The problem, he explained, is that AI isn’t well-served by current computing architectures as they require certain types of computations, including tensor operations, that require specialist systems and the current supercomputers tend to be more general purpose.

New AI supercomputers, such as the ones in development by Meta, Microsoft and Nvidia, will solve some of these problems “but this is only one aspect of the problem,” said Musolesi. “Since the models do not fit on a single computing unit, there is the need of building parallel architectures supporting this type of specialised operations in a distributed and fault-tolerant way. The future will be probably about scaling the models further and, probably, the “Holy Grail” will be about “lossless compression” of these very large models”.
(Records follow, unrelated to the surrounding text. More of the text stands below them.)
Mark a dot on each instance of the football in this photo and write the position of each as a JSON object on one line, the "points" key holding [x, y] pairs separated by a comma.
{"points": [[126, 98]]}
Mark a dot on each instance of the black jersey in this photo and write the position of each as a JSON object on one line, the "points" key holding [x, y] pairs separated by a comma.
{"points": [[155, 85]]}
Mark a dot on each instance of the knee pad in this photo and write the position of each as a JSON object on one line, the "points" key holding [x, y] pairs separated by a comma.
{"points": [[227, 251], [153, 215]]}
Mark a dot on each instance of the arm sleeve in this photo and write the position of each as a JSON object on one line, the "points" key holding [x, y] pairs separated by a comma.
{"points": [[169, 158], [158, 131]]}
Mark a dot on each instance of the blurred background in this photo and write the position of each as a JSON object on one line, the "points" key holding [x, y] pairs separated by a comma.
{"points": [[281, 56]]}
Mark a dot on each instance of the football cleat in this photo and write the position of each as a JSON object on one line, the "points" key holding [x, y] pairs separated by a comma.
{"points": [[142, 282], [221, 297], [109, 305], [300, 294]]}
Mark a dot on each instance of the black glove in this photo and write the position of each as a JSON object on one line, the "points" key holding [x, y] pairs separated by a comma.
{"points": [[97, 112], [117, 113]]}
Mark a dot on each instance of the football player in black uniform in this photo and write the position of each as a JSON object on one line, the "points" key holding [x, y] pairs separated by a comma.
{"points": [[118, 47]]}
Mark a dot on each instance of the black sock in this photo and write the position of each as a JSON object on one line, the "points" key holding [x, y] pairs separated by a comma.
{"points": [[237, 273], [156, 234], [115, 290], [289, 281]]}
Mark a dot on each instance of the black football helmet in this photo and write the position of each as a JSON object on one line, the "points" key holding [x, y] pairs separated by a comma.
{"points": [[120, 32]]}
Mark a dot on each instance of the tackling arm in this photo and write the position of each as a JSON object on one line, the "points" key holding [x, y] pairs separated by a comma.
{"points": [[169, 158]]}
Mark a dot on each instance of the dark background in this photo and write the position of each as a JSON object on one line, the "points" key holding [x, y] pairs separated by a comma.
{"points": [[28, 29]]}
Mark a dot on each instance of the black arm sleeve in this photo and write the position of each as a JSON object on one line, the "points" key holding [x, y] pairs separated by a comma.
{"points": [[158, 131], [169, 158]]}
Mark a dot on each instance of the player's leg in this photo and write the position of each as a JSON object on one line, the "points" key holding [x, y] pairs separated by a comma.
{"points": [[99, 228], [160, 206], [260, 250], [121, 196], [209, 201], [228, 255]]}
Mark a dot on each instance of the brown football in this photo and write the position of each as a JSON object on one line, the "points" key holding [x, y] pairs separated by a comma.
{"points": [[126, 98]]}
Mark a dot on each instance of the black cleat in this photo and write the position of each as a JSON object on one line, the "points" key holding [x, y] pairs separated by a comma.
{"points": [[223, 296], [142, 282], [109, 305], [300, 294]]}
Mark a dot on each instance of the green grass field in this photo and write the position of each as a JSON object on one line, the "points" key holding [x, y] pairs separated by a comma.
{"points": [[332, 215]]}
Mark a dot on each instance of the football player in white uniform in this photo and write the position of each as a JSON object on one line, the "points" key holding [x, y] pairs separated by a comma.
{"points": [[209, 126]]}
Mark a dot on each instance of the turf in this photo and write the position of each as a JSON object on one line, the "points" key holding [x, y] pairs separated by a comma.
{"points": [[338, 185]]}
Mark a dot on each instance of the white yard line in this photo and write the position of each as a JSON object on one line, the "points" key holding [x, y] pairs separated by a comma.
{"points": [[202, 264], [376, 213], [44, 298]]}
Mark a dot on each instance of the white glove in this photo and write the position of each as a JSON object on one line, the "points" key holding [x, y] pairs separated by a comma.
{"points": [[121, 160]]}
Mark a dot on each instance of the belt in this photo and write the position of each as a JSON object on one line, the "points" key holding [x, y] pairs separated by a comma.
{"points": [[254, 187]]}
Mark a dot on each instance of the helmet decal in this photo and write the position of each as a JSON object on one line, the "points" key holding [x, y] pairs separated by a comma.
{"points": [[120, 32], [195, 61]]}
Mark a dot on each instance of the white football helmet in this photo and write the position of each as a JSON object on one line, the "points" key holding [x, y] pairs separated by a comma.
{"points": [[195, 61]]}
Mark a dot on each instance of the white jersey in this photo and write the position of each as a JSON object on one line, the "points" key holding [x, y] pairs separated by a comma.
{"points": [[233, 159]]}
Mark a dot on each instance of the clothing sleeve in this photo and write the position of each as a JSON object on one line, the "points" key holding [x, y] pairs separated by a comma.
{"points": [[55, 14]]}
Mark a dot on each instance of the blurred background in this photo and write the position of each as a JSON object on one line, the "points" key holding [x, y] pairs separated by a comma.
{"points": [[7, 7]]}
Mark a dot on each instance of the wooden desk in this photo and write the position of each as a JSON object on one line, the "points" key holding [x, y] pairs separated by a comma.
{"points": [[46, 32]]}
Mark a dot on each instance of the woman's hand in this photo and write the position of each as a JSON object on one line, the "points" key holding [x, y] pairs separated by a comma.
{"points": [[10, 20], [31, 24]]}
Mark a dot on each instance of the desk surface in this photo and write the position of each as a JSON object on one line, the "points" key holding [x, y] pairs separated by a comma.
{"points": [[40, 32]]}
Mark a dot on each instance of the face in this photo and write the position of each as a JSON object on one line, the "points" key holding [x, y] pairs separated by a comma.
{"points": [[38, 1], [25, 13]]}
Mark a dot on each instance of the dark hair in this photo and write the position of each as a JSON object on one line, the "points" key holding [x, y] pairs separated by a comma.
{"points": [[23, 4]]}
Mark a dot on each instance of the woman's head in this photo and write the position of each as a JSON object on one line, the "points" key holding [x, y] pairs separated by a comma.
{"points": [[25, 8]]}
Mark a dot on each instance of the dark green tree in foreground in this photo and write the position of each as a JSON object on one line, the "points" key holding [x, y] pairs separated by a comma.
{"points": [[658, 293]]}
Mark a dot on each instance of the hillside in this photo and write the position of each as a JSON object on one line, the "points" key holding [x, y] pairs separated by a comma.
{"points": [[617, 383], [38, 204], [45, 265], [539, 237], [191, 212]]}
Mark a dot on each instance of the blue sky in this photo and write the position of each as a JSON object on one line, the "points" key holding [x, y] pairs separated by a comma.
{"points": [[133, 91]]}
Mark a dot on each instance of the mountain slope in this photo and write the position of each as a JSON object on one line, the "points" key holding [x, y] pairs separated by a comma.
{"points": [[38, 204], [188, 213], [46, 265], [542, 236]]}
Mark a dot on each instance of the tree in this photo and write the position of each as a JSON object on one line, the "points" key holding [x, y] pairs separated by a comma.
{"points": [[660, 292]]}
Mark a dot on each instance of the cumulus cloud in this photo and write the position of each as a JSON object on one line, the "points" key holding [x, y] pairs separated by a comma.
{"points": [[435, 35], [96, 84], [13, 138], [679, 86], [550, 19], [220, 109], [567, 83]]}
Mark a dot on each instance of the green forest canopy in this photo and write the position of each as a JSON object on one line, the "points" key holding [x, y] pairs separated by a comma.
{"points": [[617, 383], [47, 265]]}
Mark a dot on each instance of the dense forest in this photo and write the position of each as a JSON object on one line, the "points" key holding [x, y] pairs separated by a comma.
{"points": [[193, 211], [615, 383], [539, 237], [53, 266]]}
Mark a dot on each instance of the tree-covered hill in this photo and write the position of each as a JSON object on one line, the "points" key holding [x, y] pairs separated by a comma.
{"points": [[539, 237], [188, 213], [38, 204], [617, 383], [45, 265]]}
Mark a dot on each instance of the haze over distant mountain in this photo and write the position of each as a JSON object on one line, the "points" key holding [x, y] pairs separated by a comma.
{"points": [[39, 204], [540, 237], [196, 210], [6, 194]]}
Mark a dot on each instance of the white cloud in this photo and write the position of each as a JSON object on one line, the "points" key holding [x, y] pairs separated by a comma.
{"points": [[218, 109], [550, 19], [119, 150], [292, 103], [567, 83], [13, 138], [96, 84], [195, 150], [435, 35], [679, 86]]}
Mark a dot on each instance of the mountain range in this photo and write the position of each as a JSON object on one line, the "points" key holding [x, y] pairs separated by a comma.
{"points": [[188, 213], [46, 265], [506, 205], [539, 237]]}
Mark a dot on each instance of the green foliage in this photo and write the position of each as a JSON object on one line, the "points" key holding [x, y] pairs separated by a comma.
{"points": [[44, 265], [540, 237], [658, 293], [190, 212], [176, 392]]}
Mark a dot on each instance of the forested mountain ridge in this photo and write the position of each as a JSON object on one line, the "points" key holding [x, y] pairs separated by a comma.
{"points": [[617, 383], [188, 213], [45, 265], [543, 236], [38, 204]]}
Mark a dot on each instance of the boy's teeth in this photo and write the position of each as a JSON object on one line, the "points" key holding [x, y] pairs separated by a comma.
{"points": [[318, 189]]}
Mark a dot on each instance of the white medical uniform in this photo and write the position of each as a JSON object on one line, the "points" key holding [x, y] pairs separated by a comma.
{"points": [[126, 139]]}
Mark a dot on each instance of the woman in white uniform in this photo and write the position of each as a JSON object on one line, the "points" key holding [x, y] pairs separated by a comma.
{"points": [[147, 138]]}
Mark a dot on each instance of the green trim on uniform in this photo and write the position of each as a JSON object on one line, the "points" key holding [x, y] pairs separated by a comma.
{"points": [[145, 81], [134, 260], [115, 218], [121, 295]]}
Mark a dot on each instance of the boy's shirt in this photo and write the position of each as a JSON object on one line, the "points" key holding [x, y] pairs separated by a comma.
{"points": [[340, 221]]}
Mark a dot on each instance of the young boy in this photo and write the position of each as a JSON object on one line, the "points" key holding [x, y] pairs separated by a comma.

This will come at a huge cost and to reach the “millisecond” speed a search engine can deliver thousands of results, AI hardware and software will “require substantial further investment”.

He says new approaches will emerge including through new mathematical models requiring additional types of operations not yet known, although Musolesi added that “current investments will also steer the development of these future models, which might be designed in order to maximise the utilisation of the computational infrastructures currently under development – at least in the short term”.